February 19, 2013, by Warren Pearce
The opaqueness of seeing: expertise and guidance in clinical interventions
One of the benefits and, perhaps, risks of calling our research programme ‘Making Science Public’ is that it lends itself to a great many interpretations, something which came out very strongly from our launch event last week. One of these ‘ways of seeing’ Making Science Public is through studying the role of expertise in translating scientific knowledge into the public sphere. In this guest post, Professor Alison Pilnick brings together these ideas, reflecting on how expert judgement affects and guides perceptions of success in a clinical setting and highlighting how the act of seeing is far from transparent…
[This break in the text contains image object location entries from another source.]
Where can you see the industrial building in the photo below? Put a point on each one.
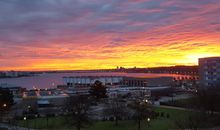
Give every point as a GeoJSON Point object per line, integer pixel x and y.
{"type": "Point", "coordinates": [209, 71]}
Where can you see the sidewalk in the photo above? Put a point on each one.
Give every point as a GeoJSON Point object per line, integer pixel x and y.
{"type": "Point", "coordinates": [11, 127]}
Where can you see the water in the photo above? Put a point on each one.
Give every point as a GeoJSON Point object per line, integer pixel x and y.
{"type": "Point", "coordinates": [51, 80]}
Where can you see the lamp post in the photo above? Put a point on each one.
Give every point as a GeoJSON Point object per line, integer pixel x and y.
{"type": "Point", "coordinates": [25, 118]}
{"type": "Point", "coordinates": [148, 122]}
{"type": "Point", "coordinates": [35, 124]}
We often talk about the ability to see something as though seeing is an entirely transparent activity. However, a quick run through of some commonly used expressions begins to hint at something a little more complex (“Do you see what I mean?”, “Can you see the problem?”). In fact, knowing whether participants to a joint activity have a shared or mutual understanding of what they are perceiving is a practical problem of considerable significance. How we detect when discrepancies in what we ‘see’ have arisen, and how we try to reconcile these, is critical for smooth day to day interaction. It’s also critical for safe and effective practice in a wide range of clinical settings.
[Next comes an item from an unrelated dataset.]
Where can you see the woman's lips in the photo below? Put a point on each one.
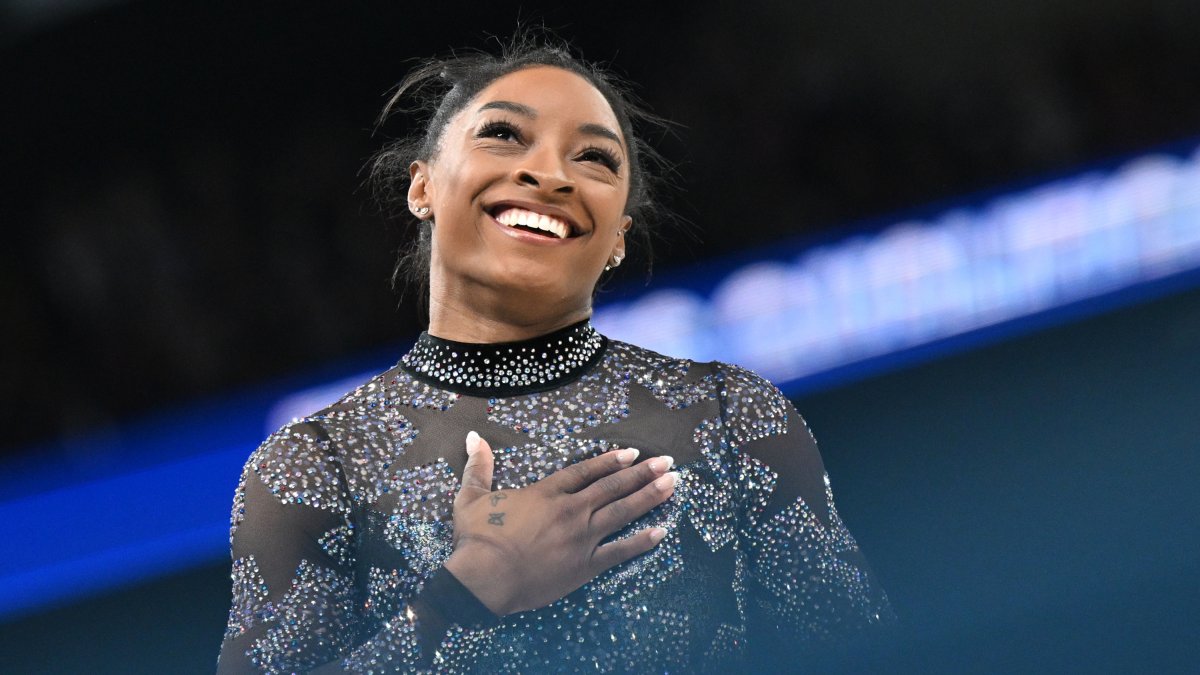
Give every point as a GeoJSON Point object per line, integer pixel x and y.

With a colleague at Northumbria University, Deborah James, I have been examining some data from an interaction-based intervention aimed at improving communication between children with autism and hearing impairments, and their carers. The intervention is called VIG (Video Interaction Guidance) and it uses video recordings of the children as they go about their normal business in home and school settings. The idea is that the ‘guider’ identifies existing moments of success in these interactions with carers, which are played back to the carers and can then be built on in future interaction. However, for this to work, what counts as a ‘moment of success’ has to be agreed on by all the participants. And since what counts as success in this setting is often far removed from everyday ideas of good communication, that means guiders have to facilitate particular ‘ways of seeing’. Drawing on Charles Goodwin’s work on ‘professional vision’, we have been examining how carers’ perceptions of particular moments or events are shaped, so that they too come to perceive success. Essentially, for the success of the intervention, carers need to be able to see not only what is visible (in the sense of having access to the same materials as the intervention guider), but also to be able to see it in the same way as the guider.
Unpacking how this process works is important not just for this particular intervention, but for interaction-based interventions more generally. The integrity of an intervention depends on whether it can be reproduced in all important aspects across different settings, and without detailing the process this is not possible. But it is also a reminder that seeing in any context is a socially situated activity. Charles Goodwin illustrates how significant this point is by using the example of the trial of the white policemen accused of beating the black motorist Rodney King in the US in 1992. Despite the fact that a passer-by filmed the beating, the policemen were originally acquitted, sparking riots in LA. Goodwin shows that the acquittal was possible precisely because seeing was not treated as a straightforward activity. Rather than treating the events on the tape as speaking for themselves, the defence lawyers presented it as something that could be understood only by embedding the events visible on it within the work life of a profession, and by framing the ways in which these events should be so perceived; a reasonable police response towards a potentially dangerous man. Expert testimony on how the tape should be viewed ultimately overrode what the tape showed. Ultimately awareness of how different forms of expertise can shape the framing and management of happenings and issues might, ultimately, lead us to a less critical acceptance of proposed policy or social ‘problems’.